Japanese Prime Minister Shinzo Abe has scrapped plans for Zaha Hadid‘s 2020 Tokyo Olympics stadium, which has been likened to a bike helmet. He places the blame on mounting costs, according to The Guardian.
The price tag has soared to $2 billion dollars—three times the amount of London’s 2012 Olympics stadium and Beijing’s 2008 facility, designed by artist Ai Weiwei and known as the Bird’s Nest, according to the Financial Times.
“We have decided to go back to the start on the Tokyo Olympics-Paralympics stadium plan, and start over from zero,” Abe told reporters after meeting with Yoshiro Mori, chairman of the Tokyo 2020 organizing committee.

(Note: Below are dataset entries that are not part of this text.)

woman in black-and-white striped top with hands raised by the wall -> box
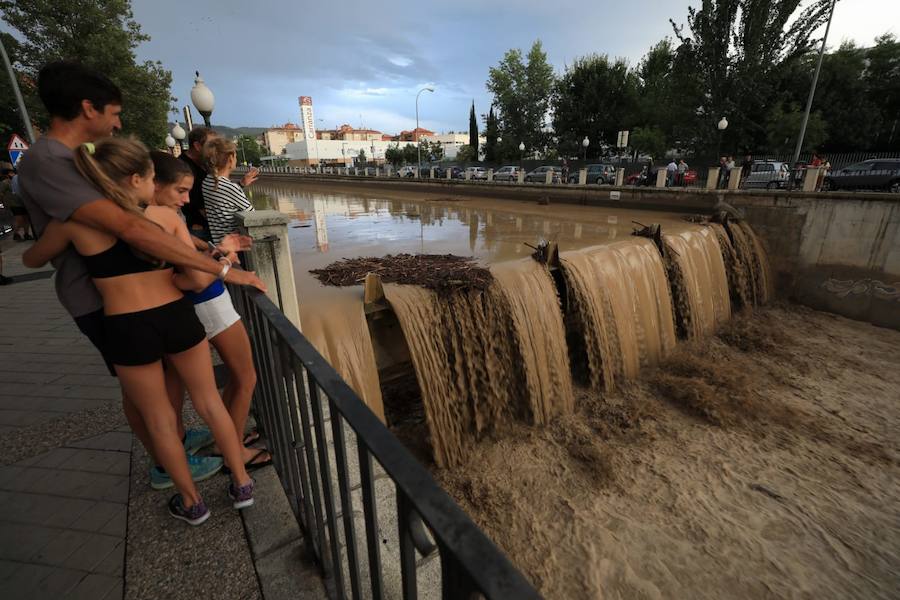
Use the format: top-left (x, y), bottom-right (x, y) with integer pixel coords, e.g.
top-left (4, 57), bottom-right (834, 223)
top-left (203, 137), bottom-right (259, 244)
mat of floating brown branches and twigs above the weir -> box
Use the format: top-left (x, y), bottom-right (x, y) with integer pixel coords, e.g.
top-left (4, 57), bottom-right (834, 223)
top-left (310, 254), bottom-right (493, 292)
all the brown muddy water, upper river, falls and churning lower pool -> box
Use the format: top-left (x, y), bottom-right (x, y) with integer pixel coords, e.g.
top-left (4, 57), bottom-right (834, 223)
top-left (248, 181), bottom-right (900, 598)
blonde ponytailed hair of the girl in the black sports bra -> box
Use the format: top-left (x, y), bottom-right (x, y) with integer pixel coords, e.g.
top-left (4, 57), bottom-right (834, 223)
top-left (75, 137), bottom-right (153, 215)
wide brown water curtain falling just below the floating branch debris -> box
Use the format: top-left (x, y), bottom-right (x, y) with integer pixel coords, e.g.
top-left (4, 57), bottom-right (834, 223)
top-left (385, 259), bottom-right (574, 466)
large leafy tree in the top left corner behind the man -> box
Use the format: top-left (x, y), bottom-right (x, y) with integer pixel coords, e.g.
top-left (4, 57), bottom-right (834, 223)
top-left (0, 0), bottom-right (174, 148)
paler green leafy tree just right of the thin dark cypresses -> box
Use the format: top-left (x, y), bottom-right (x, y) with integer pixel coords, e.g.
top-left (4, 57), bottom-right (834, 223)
top-left (486, 40), bottom-right (555, 157)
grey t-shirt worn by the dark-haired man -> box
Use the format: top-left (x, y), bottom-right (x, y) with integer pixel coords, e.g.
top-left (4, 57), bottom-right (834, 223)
top-left (18, 136), bottom-right (105, 317)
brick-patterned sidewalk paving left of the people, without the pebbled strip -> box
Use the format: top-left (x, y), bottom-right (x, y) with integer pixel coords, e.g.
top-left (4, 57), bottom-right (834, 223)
top-left (0, 242), bottom-right (132, 599)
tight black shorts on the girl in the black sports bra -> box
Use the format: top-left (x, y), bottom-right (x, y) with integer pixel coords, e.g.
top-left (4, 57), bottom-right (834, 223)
top-left (103, 298), bottom-right (206, 367)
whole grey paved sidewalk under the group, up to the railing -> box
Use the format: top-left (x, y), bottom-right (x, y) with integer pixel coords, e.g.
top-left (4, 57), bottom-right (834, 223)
top-left (0, 238), bottom-right (324, 600)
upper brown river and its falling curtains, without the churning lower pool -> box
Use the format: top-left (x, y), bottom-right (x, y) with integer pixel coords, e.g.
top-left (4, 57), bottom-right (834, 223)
top-left (253, 186), bottom-right (771, 466)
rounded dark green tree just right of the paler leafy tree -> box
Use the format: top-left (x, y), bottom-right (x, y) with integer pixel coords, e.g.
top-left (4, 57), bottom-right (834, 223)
top-left (553, 54), bottom-right (638, 156)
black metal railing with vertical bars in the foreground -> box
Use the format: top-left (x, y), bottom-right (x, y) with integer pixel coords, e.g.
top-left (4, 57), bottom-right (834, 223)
top-left (232, 287), bottom-right (540, 600)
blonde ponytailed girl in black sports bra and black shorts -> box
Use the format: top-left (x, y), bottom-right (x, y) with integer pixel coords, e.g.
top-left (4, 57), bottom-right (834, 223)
top-left (23, 138), bottom-right (253, 525)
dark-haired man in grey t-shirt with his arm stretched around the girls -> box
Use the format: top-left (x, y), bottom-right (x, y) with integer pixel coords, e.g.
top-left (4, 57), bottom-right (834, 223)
top-left (19, 62), bottom-right (265, 482)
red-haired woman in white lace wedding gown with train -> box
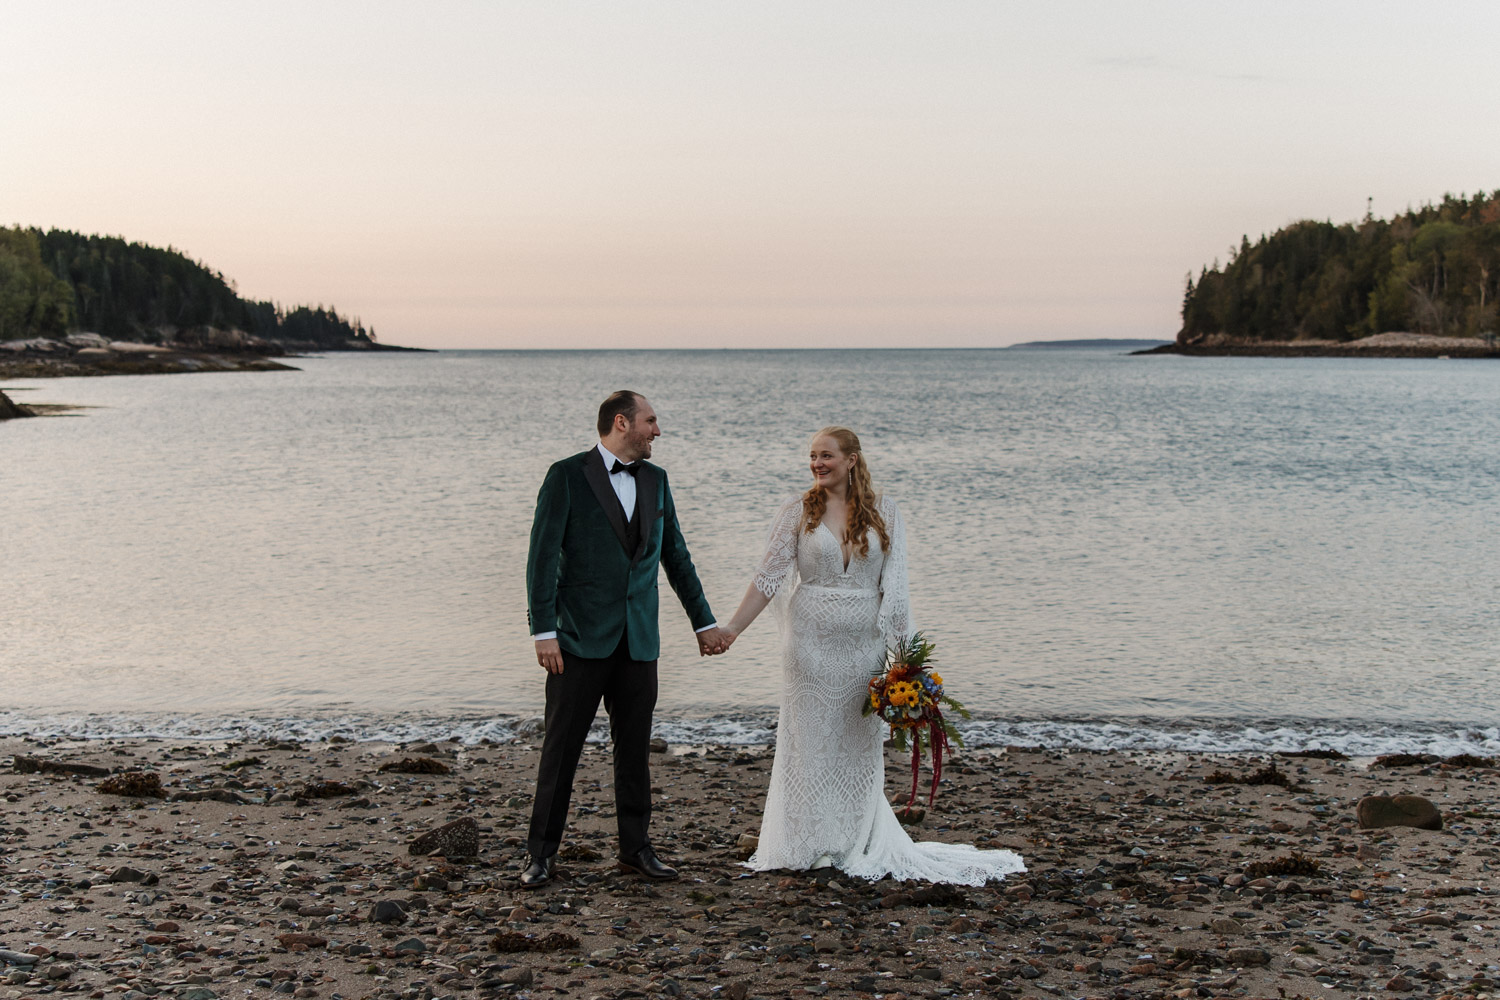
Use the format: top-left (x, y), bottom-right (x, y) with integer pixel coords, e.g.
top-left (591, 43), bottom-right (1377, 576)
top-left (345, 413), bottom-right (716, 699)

High costs have sparked public outrage, and a political battle has erupted between the central government and Yoichi Masuzoe, Tokyo’s governor, over what expenditures would be covered, respectively, by the country and the capital.
Hadid’s project director, Jim Heverin, says the fault doesn’t lie with the studio. “It is not the case that the recently reported cost increases are due to the design, which uses standard materials and techniques well within the capability of Japanese contractors, and meets the budget set by the Japan Sports Council,” he told the Guardian. “The real challenge for the stadium has been agreeing [on] an acceptable construction cost against the backdrop of steep annual increases in construction costs in Tokyo and a fixed deadline.”
Last summer, Pritzker Prize-winning architect Fumihiko Maki, who publicly decried Hadid’s design, organized a petition that calls for a reconsideration of the stadium’s design and “greener, more democratic” options. The petition is supported by a number of leading Japanese architects such as Toyo Ito, Kengo Kuma, and Sou Fujimoto.